Nicas tweeted that the person next to him "cried during an Apple Watch ad." Sure enough, it was Ellen Cushing of The Atlantic. She tweeted in reply, "I was the crying reporter sitting next to Jack. I was crying because it's a video about people with disabilities overcoming challenges and also sometimes my face makes water whether I want it to or not??"

Steven Aquino, who writes for iMore and TechCrunch, added, "As a disabled person, and as a person whose parents were deaf, this video resonated with me so much." Many others responded similarly. In fact, who can watch such a spot and not be moved? I've never cried about Apple Watch itself (apart from the time I knocked my screen loose) but any video spot that involves somebody not dying— or living better— because of technology makes me automatically get choked up a bit. I'd really be a monster if it didn't.

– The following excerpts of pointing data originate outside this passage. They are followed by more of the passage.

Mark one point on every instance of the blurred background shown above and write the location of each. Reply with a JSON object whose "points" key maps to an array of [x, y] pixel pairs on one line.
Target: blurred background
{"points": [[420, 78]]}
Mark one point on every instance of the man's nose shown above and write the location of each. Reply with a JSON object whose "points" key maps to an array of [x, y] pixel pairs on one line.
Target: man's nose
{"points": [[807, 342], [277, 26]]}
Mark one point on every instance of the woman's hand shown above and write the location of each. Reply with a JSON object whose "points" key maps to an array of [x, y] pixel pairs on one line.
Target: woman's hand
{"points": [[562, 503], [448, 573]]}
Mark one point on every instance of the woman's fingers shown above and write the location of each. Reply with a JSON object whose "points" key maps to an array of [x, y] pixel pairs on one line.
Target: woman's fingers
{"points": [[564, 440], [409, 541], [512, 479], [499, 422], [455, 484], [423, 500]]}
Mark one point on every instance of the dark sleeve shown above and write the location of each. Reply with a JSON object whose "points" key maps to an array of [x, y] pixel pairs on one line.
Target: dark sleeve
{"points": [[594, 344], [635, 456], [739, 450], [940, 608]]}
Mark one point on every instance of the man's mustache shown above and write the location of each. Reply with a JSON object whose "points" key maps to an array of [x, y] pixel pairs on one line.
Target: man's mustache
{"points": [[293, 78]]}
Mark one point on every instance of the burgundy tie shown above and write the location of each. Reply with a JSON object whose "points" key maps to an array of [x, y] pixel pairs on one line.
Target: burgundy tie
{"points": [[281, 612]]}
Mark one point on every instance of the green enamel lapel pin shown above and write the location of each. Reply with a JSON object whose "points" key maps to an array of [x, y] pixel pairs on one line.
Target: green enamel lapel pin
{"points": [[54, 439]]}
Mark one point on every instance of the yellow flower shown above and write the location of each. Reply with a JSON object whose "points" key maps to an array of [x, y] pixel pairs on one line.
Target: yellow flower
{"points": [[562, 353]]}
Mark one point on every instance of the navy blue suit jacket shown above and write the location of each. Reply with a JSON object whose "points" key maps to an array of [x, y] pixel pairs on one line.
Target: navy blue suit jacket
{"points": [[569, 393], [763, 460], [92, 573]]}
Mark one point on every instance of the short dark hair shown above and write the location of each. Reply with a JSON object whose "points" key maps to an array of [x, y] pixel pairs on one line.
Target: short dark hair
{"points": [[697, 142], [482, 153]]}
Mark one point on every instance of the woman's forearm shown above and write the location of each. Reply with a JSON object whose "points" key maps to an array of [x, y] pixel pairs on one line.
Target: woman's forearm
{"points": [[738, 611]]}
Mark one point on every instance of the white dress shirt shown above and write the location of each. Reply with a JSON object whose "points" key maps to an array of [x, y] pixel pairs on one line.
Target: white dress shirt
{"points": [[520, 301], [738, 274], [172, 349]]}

When I fight off crying during an Apple keynote, it's not because I'm afraid of looking like an emotionally manipulated member of the media. It's only because it's hard to type when your eyes are all watery. If you're not feeling things, it doesn't mean you are a better journalist. It just indicates you may be an embittered writer without the compassion to really understand people and have empathy for the human condition enough to competently describe what's happening in the world around you.

To his credit, Nicas gave his original tweet some more consideration and added, "After just reading some replies and thinking on this more, I'll say my initial tweet was pretty crap. 1. I shouldn't generalize a whole group. 2. There's nothing wrong with crying at an emotional video, even if you're a journalist. Apologies."

Wouldn't it be nice if we could just observe what's going on in the tech industry as honestly as possible, calling attention to what's new and noteworthy while being cognizant of real-world problems without resorting to hyperbole and dramatic propaganda-twinged "reporting" that portrays Apple as this really terrible company just because it has a flair for dramatic reveals, beautiful cinematography, those catchphrases, the occasional dad joke, and tear-jerking videos that remind us of the fragility of life and celebrate that fact that technology can do something to strengthen us?

It's better to cry some real tears than to cry a phony river of cynicism.